Augmented Binary Search trees have numerous applications, but we will focus on a few simple examples. For this part, you will encounter three different Augmented Binary Search trees:

The first augmented search tree simply stores, at each node, the number of descendant nodes below it (excluding the node itself). This information must be dynamically updated during insertion and deletion of elements from the Binary Search Tree, without needing to visit all of the elements in the tree. A working implementation of this augmented tree is provided to you in NumberDescendantsBinarySearchTree.java. This implementation uses code from the AugmentedBinarySearchTree class, and is thus surprisingly simple.

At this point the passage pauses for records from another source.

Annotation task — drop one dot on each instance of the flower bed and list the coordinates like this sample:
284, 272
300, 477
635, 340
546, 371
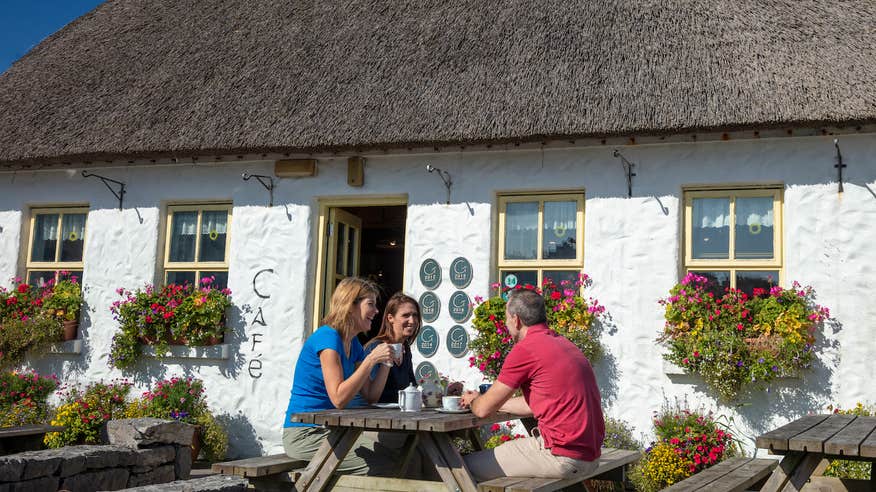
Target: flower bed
568, 313
23, 398
687, 443
174, 314
739, 339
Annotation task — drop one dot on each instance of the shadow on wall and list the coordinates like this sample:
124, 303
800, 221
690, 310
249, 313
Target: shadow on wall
606, 367
242, 439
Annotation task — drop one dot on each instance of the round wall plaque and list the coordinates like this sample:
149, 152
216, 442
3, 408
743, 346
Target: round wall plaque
430, 274
425, 370
460, 306
457, 341
460, 273
430, 307
427, 341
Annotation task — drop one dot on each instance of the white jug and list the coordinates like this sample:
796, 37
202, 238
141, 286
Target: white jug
410, 399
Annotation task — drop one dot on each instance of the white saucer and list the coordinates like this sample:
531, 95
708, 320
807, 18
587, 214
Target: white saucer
461, 410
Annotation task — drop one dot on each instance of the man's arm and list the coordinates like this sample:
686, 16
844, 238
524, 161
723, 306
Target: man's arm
496, 398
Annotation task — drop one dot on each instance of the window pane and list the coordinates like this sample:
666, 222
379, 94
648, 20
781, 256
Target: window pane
563, 279
560, 230
220, 279
40, 277
719, 282
710, 234
351, 251
179, 278
748, 281
72, 236
45, 237
511, 279
754, 227
521, 231
214, 228
339, 248
182, 236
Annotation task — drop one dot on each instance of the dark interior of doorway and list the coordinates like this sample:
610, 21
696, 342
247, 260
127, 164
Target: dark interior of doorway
382, 253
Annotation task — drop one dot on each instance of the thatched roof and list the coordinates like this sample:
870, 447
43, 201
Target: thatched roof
187, 77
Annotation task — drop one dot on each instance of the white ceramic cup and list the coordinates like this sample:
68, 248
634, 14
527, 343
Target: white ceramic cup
451, 403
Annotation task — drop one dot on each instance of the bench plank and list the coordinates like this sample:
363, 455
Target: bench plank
777, 440
813, 439
259, 466
848, 441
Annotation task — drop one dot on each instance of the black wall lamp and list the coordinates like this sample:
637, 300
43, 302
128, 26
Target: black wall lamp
628, 171
839, 164
445, 176
266, 181
106, 181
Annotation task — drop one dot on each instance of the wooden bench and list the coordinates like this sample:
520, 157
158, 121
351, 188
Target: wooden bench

The second augmented tree stores, at each node, the sum of the keys of all descendant leaves below it (excluding the node itself). A leaf node is defined as a node that has no descendant nodes. Note that a tree with a single node should have an augmented value of 0, since the node has no descendant leaves. This information must again be dynamically updated during insertion and deletion of elements as before, without having to visit all the elements in the tree. It will be your job to fill in code for this augmentation in LeafSumBinarySearchTree.java.

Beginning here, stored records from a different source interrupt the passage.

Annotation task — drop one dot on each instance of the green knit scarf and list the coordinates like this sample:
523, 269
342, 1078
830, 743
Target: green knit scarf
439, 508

The third and final augmented tree stores, at each node, the range of values stored in the subtree containing the node (that is the difference between the max and min values). Again, this information must be dynamically updated during insertion and deletion of elements, without having to visit all the elements in the tree. Note that in this case we have given you a new class to work with, RangeBinaryNode.java, which in addition to the augmented value (representing the range) stores the value of the minimum and maximum elements in the tree. It will be your job to fill in code for this augmentation in RangeBinarySearchTree.java to update the augmented value (range), along with the minimum and maximum.

In general, there are two ways to handle augmentation. In some cases, it is possible to update information stored at each node as we walk down the pointers to a leaf or a node during insertion or deletion. Figure 4 illustrates how augmented data can be updated during an insertion.

An alternative way to handle augmentation is to find the lowest element in the path along which an insertion or deletion occurred, and to propagate changes from that element upwards. This works because as long as we have accurate augmented values for a Node’s children, its own value can be easily computed, and any changes can be propagated upwards. Figure 5 illustrates an example of this for the deletion case which we saw in Figure 3c.

For this part, we provide an abstract class that handles all the described complexity associated with implementing Augmented Search trees and dynamically updating augmentation.

Read the code provided and make sure it makes sense to you, because it’s a good example of how an abstract class can provide code that handles complicated corner cases, so that a subclass only has to provide code for one/two simpler methods.

Tasks:

  1. Briefly explain whether the code in AugmentedBinarySearchTree uses the “propagate upwards” approach to augmentation or whether it updates augmented values in the Binary Search Tree while walking down the tree. Why do think this is the case?
  2. Read the source code for NumberDescendantsBinarySearchTree.java, and complete the implementations of the other two augmentations in LeafSumBinarySearchTree.java and RangeBinarySearchTree.java using the template for NumberDescendantsBinarySearchTree.
  3. Implement the checkRep() method for each of these classes, and insert calls to it in your classes wherever appropriate.
  4. Make sure that all the provided test cases pass for the three augmentations you implemented. Note that these tests may not be inclusive of all the functionality of binary search trees; thus you may want to add your own test cases. Also, the provided tests rely on your implementation of checkRep() working correctly - so if you have an incorrect checkRep() it will still be possible for the tests to pass even though your code might not be correct. (Why is this?)